Singapore: not always as clean as it looks 

For all its obsession with chewing gum-free law and order, Singapore has seen a spike in its crime rate — at least for economic crimes, reports Asia Times.

According to the report the percentage of businesses in the wealthy island-state that reported they had been victims of fraud has more than doubled so far this year compared to recent years, according to a new study from top consulting and accounting firm PricewaterhouseCoopers (PwC).

So-called economic crimes included in the report run the gamut, from outright bribery or embezzlement, to the humdrum frequency of accounting fraud, to even lies in advertising.

“Fraudsters continue to use opportunities and control gaps created by [a] fast-changing business environment and technological sophistication,” said Chan Kheng Tek, a forensics leader at PwC Singapore.

PwC’s poll, published earlier this month, showed 35% of companies in Singapore have faced or experienced business fraud, up by more than 50% from two years ago, the last time the survey was conducted. PwC said the 2018 fraud figure represents a new record high.

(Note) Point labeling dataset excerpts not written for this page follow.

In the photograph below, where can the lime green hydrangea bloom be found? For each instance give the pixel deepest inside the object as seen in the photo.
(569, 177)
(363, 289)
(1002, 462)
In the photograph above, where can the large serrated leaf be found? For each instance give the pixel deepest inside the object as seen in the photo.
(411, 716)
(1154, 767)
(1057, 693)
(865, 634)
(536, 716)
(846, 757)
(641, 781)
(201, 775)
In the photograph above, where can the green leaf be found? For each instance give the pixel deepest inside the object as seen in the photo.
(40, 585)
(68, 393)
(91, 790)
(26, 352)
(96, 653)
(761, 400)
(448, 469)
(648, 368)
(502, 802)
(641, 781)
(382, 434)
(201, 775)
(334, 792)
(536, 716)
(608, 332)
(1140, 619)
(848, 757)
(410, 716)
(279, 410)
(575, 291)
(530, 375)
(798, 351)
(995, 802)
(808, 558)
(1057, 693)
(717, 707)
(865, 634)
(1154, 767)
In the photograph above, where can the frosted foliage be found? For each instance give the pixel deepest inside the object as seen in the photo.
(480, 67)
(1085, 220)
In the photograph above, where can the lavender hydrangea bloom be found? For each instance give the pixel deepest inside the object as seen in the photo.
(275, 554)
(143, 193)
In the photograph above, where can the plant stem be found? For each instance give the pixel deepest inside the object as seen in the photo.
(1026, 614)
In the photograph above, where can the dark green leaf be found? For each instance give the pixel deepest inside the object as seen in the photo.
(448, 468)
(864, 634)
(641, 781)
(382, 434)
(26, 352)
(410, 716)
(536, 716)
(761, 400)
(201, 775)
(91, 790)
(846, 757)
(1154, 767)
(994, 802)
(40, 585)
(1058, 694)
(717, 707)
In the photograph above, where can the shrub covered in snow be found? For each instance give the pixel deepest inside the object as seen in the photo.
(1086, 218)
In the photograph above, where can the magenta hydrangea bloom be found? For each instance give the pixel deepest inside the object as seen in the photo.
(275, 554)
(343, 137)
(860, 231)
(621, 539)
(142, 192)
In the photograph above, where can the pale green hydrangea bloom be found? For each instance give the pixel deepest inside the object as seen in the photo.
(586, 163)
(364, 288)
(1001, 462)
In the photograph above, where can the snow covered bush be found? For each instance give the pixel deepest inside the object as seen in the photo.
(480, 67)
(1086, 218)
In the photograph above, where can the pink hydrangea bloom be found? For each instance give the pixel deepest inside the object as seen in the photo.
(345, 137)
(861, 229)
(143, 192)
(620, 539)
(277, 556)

The island nation known for its squeaky clean reputation offers a unique case study. On one hand, it has a clean facade, with high civil servant salaries that seemingly keep graft minimal and an enviable ranking of No 6 on Transparency International’s latest Corruption Perceptions Index (with No 1 having the least corrupt reputation and No 180 the worst).

On the other hand, Singapore ranks at No 5 on the 2018 Financial Secrecy Index compiled by the Tax Justice Network, a nonprofit group that advocates against tax avoidance. This is one comparative ranking, obviously, on which countries do not want to top the list.

Singapore’s financial opacity has attracted the banking business of believed corrupt actors such as the military generals of Myanmar and the mining tycoons of Indonesia. In 2017, for example, when Jakarta requested citizens to bring their money home from abroad in a tax amnesty, much of the repatriated funds flowed from Singapore banks.

A rising incidence of economic crime, though, does not necessarily translate into a rising trend of corporate criminals in Singapore – or even necessarily a corporate culture that tolerates malfeasance if it pads profits. Indeed, blatant kickbacks and pyramid schemes are more likely to occur in nearby Southeast states like Malaysia, Indonesia and Thailand.

 

Indeed, Singapore jumped six places to 5th worldwide on AT Kearney’s recently released Global Cities Outlook 2018, an annual survey that ranks global cities on economic performance, livability and quality of life in a holistic assessment of their capabilities and potential. It ranked second worldwide on the survey’s “economics and governance” ranking.

That all said, Singapore is certainly no innocent bystander to economic crime. Stories periodically crop up in the media of companies fudging paperwork to underpay migrant workers, or letting contraband pass through to third countries as long as Singaporeans themselves are not tainted by the pass-through.

Financial hub status has also brought with it financial shenanigans. In March, the Monetary Authority of Singapore, the central bank, fined Standard Chartered bank S$6.4 million (US$4.8 million) for transferring client funds from Guernsey, a tax haven, to “possibly” dodge financial reporting laws.

“MAS requires financial institutions to adequately assess money laundering risks when deciding whether to accept customers,” the agency’s deputy managing director Ong Chong Tee said of the Standard Chartered case. “They should also have in place good systems and processes to monitor customer transactions.”

Singapore is grappling with corporate violations at a time of increased focus on regional corruption. In Southeast Asia, there is often a political tinge to criminal corruption accusations and inquiries that sometimes puts Singapore as the region’s banking hub in a tricky middle position.